Characterization of CiPSCs derived from NSCs and IECs. (A, B) Pluripotency gene expression profile of NSC-CiPSCs (A) and IEC-CiPSCs (B) as revealed by quantitative real-time PCR (error bars, mean ± SD, n = 3). (C, D) Immunofluorescence staining for the indicated pluripotency markers in CiPSCs derived from NSCs (C) and IECs (D). (E) Hematoxylin and eosin staining of teratoma derived from NSC-CiPSCs (left) and IEC-CiPSCs (right). (F) Number of chromosomes in NSC-CiPSCs and IEC-CiPSCs by karyotype analysis (clone IEC-CiPSC-4 is derived from pVillin-Cre-tdTomato-positive IECs). (G) Chimeric mice and F2 offspring derived by NSC-CiPSCs (left) and IEC-CiPSCs (right). For C and D, scale bar, 50 μm. For E, scale bar, 100 μm.

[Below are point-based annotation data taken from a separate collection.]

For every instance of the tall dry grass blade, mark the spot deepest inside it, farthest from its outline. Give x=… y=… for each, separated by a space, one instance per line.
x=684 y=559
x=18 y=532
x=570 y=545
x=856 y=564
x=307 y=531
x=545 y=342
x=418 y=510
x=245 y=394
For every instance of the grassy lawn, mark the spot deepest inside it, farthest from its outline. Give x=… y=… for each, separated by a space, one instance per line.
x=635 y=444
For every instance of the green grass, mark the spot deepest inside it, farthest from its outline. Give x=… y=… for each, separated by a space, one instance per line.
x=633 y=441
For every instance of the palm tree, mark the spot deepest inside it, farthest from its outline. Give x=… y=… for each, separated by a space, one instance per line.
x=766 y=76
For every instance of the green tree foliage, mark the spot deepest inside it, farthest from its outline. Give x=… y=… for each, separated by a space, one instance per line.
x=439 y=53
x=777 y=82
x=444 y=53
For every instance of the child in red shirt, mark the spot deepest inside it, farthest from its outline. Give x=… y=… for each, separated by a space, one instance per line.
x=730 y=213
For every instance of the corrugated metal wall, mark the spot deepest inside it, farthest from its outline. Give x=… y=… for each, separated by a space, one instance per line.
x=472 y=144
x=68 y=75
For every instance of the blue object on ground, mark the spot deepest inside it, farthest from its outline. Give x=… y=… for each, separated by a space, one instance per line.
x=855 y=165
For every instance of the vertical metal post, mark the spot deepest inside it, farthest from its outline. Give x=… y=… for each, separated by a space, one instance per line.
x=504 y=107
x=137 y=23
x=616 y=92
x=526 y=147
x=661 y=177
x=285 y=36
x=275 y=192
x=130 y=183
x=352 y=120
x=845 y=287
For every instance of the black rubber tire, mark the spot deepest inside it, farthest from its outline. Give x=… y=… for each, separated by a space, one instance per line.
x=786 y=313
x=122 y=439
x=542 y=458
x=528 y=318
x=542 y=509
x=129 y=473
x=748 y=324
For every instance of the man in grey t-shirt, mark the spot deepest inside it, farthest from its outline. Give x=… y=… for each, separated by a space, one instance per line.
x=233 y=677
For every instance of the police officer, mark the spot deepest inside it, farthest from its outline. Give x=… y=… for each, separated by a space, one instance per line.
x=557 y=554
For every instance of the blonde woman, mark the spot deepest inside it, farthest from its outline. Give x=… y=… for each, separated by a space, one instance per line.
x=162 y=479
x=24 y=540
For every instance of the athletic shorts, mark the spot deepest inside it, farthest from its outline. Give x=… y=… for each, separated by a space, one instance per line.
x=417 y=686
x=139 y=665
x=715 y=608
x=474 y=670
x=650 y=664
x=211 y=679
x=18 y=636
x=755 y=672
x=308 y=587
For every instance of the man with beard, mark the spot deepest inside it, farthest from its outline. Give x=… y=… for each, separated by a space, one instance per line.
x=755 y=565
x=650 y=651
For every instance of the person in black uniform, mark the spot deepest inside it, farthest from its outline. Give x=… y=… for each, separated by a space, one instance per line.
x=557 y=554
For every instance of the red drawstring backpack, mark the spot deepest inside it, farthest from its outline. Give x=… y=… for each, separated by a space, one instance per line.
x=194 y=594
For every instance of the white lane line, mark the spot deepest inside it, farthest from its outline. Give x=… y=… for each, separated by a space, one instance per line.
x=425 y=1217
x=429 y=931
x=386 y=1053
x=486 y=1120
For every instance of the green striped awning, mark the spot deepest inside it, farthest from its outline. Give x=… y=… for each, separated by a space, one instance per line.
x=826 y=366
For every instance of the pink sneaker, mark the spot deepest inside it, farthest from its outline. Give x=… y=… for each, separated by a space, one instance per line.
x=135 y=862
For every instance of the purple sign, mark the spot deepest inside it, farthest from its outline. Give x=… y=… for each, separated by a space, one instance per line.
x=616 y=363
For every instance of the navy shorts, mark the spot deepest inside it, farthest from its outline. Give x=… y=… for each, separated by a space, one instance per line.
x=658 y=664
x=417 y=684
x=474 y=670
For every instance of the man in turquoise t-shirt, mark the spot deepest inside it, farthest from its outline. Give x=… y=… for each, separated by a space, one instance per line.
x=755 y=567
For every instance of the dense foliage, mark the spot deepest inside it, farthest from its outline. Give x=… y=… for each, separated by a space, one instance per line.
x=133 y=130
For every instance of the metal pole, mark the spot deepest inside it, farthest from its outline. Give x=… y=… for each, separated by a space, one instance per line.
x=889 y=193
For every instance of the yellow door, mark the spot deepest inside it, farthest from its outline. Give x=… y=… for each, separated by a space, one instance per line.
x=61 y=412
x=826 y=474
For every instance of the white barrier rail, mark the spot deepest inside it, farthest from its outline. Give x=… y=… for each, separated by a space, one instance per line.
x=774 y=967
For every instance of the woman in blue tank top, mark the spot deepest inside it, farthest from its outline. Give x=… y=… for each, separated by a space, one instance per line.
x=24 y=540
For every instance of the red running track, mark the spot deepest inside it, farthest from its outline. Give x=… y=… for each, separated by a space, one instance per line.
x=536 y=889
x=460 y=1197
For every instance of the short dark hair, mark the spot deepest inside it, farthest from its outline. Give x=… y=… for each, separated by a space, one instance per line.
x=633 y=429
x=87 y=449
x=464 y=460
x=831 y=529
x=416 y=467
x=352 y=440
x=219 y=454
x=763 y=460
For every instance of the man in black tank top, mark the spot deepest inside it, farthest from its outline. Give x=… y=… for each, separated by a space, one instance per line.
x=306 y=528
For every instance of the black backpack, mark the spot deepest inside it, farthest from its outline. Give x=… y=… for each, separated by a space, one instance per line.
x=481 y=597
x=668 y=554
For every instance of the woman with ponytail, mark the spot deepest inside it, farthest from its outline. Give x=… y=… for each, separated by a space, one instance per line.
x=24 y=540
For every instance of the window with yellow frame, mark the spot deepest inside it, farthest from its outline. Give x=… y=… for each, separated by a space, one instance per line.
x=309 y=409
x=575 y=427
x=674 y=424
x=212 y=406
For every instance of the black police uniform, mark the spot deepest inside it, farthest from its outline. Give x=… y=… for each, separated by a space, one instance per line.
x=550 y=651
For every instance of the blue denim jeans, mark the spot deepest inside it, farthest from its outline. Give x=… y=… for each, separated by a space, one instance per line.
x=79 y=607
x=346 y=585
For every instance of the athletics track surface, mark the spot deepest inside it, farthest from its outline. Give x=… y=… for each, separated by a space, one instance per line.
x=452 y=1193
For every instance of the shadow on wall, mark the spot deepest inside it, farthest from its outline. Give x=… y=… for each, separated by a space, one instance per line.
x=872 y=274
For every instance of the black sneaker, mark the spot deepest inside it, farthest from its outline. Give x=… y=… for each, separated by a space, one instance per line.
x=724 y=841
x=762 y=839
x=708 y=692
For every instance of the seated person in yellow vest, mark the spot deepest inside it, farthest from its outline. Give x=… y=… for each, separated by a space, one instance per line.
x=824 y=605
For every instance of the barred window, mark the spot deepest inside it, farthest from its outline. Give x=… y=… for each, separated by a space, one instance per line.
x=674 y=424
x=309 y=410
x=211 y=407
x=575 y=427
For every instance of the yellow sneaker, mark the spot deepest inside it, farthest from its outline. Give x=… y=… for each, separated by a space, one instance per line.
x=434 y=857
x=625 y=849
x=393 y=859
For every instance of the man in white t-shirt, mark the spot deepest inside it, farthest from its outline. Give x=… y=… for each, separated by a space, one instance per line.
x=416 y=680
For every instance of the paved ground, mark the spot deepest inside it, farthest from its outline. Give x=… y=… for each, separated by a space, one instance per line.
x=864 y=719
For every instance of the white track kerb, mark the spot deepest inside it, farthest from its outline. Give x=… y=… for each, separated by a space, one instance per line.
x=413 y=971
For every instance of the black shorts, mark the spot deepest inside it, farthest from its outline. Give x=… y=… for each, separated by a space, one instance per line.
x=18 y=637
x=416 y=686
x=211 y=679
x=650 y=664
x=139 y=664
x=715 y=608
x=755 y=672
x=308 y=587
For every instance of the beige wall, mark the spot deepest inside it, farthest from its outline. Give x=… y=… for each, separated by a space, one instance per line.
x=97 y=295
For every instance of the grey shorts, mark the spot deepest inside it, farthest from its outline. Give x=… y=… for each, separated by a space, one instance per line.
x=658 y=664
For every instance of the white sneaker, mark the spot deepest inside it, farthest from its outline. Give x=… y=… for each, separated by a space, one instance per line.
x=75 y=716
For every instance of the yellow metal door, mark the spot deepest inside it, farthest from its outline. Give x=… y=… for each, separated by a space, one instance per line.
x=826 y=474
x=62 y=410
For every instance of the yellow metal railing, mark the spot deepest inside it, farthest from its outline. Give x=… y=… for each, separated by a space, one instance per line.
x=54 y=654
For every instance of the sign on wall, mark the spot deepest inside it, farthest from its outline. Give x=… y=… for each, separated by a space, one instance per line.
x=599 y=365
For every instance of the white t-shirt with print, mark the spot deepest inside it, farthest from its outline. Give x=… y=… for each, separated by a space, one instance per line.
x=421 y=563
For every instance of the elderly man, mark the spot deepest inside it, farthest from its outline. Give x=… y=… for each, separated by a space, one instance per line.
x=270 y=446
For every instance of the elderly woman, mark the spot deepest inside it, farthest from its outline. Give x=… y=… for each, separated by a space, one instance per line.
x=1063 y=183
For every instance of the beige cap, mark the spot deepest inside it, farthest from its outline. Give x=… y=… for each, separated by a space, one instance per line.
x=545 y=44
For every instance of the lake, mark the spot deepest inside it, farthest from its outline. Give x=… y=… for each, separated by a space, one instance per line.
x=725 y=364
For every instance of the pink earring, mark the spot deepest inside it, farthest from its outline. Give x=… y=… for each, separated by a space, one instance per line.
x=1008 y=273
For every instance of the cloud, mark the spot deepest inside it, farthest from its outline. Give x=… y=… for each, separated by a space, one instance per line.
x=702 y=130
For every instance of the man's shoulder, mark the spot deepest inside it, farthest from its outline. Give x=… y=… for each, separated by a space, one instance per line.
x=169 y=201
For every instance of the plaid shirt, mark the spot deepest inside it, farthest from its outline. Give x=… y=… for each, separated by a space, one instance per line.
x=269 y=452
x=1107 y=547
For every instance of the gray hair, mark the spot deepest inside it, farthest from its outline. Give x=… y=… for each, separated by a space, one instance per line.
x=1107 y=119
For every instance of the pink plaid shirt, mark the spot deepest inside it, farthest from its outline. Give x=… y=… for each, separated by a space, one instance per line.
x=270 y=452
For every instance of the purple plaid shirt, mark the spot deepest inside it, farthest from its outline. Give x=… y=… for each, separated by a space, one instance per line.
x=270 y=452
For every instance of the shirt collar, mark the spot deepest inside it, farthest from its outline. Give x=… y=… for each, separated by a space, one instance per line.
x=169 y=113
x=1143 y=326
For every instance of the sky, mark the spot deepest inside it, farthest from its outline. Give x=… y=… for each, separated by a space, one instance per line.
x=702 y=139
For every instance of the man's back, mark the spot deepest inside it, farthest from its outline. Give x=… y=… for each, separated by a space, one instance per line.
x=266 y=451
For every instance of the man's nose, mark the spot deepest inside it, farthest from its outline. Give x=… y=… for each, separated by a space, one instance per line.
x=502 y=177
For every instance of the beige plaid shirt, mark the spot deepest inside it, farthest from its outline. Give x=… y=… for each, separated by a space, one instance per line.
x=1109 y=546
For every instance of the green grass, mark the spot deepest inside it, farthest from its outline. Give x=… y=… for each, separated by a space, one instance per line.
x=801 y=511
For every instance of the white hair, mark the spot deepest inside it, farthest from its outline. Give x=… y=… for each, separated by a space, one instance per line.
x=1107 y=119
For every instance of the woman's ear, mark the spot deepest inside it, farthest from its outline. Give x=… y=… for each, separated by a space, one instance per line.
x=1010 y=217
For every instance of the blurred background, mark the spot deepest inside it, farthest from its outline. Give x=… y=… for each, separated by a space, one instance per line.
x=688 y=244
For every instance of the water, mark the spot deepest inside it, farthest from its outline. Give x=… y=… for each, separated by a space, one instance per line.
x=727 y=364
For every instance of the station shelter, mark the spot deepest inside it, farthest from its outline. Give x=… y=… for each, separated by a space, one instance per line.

See also Supplementary information, Figure S3.

Figure 5

Initial gene activation was conserved in chemical reprogramming from different cell types. (A) Expression of Sall4, Gata6 and Sox17 at the early stage of chemical reprogramming from NSCs (day 0 (D0), day 4 (D4) and day 16 (D16), respectively) measured by quantitative real-time PCR (error bars, mean ± SD, n = 3). (B) Expression of Sall4, Gata6 and Sox17 genes at day 16 of the reprogramming by the chemical cocktail with different concentration of 616452 (error bars, mean ± SD, n = 3). (C) Expression of Sall4, Gata4 and Sox17 genes at the early stage of chemical reprogramming from IECs (day 0 (D0), day 4 (D4) and day 16 (D16), respectively) measured by quantitative real-time PCR (error bars, mean ± SD, n = 3). (D) Expression of Sall4, Gata4 and Sox17 genes at day 20 of the reprogramming by the chemical cocktail with different concentration of 616452 (error bars, mean ± SD, n = 3). (E) Expression of pluripotency genes Sall4, Lin28, Esrrb, Dppa2 and Oct4 during the chemical reprogramming from NSCs (day 0 (D0), day 4 (D4), day 12 (D12), day 16 (D16) and day 20 (D20)) measured by quantitative real-time PCR (error bars, mean ± SD, n = 3). (F) Schematic diagram illustrating the step-wise chemical reprogramming of different cell types.